⚠️ 以下所有内容总结都来自于 大语言模型的能力,如有错误,仅供参考,谨慎使用
🔴 请注意:千万不要用于严肃的学术场景,只能用于论文阅读前的初筛!
💗 如果您觉得我们的项目对您有帮助 ChatPaperFree ,还请您给我们一些鼓励!⭐️ HuggingFace免费体验
2025-02-13 更新
ViLa-MIL: Dual-scale Vision-Language Multiple Instance Learning for Whole Slide Image Classification
Authors:Jiangbo Shi, Chen Li, Tieliang Gong, Yefeng Zheng, Huazhu Fu
Multiple instance learning (MIL)-based framework has become the mainstream for processing the whole slide image (WSI) with giga-pixel size and hierarchical image context in digital pathology. However, these methods heavily depend on a substantial number of bag-level labels and solely learn from the original slides, which are easily affected by variations in data distribution. Recently, vision language model (VLM)-based methods introduced the language prior by pre-training on large-scale pathological image-text pairs. However, the previous text prompt lacks the consideration of pathological prior knowledge, therefore does not substantially boost the model’s performance. Moreover, the collection of such pairs and the pre-training process are very time-consuming and source-intensive.To solve the above problems, we propose a dual-scale vision-language multiple instance learning (ViLa-MIL) framework for whole slide image classification. Specifically, we propose a dual-scale visual descriptive text prompt based on the frozen large language model (LLM) to boost the performance of VLM effectively. To transfer the VLM to process WSI efficiently, for the image branch, we propose a prototype-guided patch decoder to aggregate the patch features progressively by grouping similar patches into the same prototype; for the text branch, we introduce a context-guided text decoder to enhance the text features by incorporating the multi-granular image contexts. Extensive studies on three multi-cancer and multi-center subtyping datasets demonstrate the superiority of ViLa-MIL.
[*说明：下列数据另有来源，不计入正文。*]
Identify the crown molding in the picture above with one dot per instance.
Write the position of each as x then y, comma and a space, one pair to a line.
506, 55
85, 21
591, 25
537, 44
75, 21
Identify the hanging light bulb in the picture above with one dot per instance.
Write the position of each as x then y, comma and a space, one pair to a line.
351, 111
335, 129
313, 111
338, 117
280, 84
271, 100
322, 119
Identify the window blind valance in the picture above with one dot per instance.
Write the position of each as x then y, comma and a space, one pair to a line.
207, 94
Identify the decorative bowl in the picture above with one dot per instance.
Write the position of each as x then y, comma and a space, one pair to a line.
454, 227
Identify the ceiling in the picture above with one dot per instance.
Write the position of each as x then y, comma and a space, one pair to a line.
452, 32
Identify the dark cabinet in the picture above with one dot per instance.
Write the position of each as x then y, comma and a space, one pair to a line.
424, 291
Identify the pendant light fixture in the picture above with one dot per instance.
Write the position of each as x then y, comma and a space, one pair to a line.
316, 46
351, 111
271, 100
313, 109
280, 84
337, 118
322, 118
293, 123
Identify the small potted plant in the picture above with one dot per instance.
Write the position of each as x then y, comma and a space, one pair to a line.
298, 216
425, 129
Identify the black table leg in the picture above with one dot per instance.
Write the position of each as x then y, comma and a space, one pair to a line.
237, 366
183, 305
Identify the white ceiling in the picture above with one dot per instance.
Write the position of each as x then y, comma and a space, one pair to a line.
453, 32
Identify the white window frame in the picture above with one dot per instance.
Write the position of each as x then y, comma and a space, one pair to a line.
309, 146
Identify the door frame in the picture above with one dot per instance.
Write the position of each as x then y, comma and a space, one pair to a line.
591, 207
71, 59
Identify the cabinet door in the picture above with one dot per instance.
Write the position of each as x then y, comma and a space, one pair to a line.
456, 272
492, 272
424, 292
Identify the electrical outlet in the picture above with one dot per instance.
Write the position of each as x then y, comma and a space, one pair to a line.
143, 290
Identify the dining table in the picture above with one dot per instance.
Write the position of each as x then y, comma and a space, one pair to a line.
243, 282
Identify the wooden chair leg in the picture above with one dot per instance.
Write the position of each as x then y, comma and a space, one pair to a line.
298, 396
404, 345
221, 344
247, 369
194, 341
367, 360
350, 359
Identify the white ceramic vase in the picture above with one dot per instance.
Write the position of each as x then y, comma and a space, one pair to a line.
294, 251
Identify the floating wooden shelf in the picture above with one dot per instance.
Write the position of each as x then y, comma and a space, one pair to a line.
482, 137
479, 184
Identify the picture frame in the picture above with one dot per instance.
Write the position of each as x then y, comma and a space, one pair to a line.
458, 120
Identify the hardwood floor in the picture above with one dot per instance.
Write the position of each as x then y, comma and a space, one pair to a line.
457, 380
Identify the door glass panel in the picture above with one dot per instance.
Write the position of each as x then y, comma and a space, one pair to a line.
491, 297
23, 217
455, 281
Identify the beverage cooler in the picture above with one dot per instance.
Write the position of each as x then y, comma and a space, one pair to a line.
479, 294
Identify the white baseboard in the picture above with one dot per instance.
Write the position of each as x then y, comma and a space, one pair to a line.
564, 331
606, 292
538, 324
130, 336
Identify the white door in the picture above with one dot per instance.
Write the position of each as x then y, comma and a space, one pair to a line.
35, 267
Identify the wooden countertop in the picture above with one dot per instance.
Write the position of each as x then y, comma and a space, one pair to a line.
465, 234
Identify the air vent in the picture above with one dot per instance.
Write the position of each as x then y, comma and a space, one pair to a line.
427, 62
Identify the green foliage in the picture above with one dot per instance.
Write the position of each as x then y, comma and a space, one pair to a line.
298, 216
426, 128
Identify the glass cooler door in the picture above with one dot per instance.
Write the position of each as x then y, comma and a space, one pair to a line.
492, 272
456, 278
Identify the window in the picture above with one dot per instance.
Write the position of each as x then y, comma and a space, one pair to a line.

基于多实例学习(MIL)的框架已成为处理具有千兆像素大小和分层图像上下文的全幻灯片图像(WSI)的主流方法,在数字病理学中广泛应用。然而,这些方法严重依赖于大量的包级标签,并且仅从原始幻灯片中学习,这很容易受到数据分布变化的影响。最近,基于视觉语言模型(VLM)的方法通过大规模病理学图像文本对进行预训练,引入了语言先验知识。然而,之前的文本提示没有考虑到病理先验知识,因此并没有显著提高模型性能。此外,此类对的收集以及预训练过程非常耗时且资源密集。为了解决上述问题,我们提出了用于全幻灯片图像分类的双尺度视觉语言多实例学习(ViLa-MIL)框架。具体来说,我们基于冻结的大型语言模型(LLM)提出了双尺度视觉描述文本提示,以有效提高VLM的性能。为了有效地将VLM用于处理WSI,对于图像分支,我们提出了原型引导补丁解码器,通过将相似的补丁分组到同一原型中来逐步聚合补丁特征;对于文本分支,我们引入了上下文引导文本解码器,通过结合多粒度图像上下文来增强文本特征。在三个多癌和多中心亚型数据集上的广泛研究表明,ViLa-MIL具有优越性。
论文及项目相关链接
PDF CVPR 2024 (Updated version with corrections for typos and errors.)
Summary
在数字病理学中,处理具有千兆像素大小和层次图像上下文的全幻灯片图像(WSI)的主流方法是基于多实例学习(MIL)的框架。然而,这些方法严重依赖于大量的包级标签,并仅从原始幻灯片中学习,容易受到数据分布变化的影响。最近,基于视觉语言模型(VLM)的方法通过在大规模病理图像文本对上预训练引入了语言先验。然而,由于之前的文本提示缺乏病理先验知识考虑,未能显著提高模型性能。此外,此类对的收集和预训练过程非常耗时和耗费资源。为解决上述问题,我们提出了用于全幻灯片图像分类的双尺度视觉语言多实例学习(ViLa-MIL)框架。通过基于大型语言模型(LLM)的双尺度视觉描述文本提示有效增强VLM性能。为了将VLM有效地应用于WSI处理,我们在图像分支中提出了原型引导补丁解码器,通过逐步聚合补丁特征将相似的补丁分组到同一原型中;在文本分支中,我们引入了上下文引导文本解码器,通过结合多粒度图像上下文增强文本特征。在三个多癌和多中心亚型数据集上的广泛研究表明,ViLa-MIL具有优越性。
Key Takeaways
- 多实例学习(MIL)是当前处理数字病理学中的全幻灯片图像(WSI)的主流方法。
- MIL方法存在对大量包级标签的依赖和数据分布变化的敏感性。
- 视觉语言模型(VLM)引入语言先验,但之前的方法缺乏病理先验知识的考虑。
- ViLa-MIL框架结合双尺度视觉描述文本提示和原型引导补丁解码器,增强VLM性能。
- 图像分支采用原型引导补丁解码器,通过分组相似补丁到同一原型来聚合特征。
- 文本分支引入上下文引导文本解码器,结合多粒度图像上下文增强文本特征。
点此查看论文截图
![](https://picx.zhimg.com/v2-373be23ac5914191089640733bf4cc85.jpg)
![](https://picx.zhimg.com/v2-964b724051df6b4f0d109c0c1845b728.jpg)
![](https://picx.zhimg.com/v2-edeb99732cb1da4e93c800a291f4cf89.jpg)
![](https://picx.zhimg.com/v2-24a60953342f0342ce8f332e993527cc.jpg)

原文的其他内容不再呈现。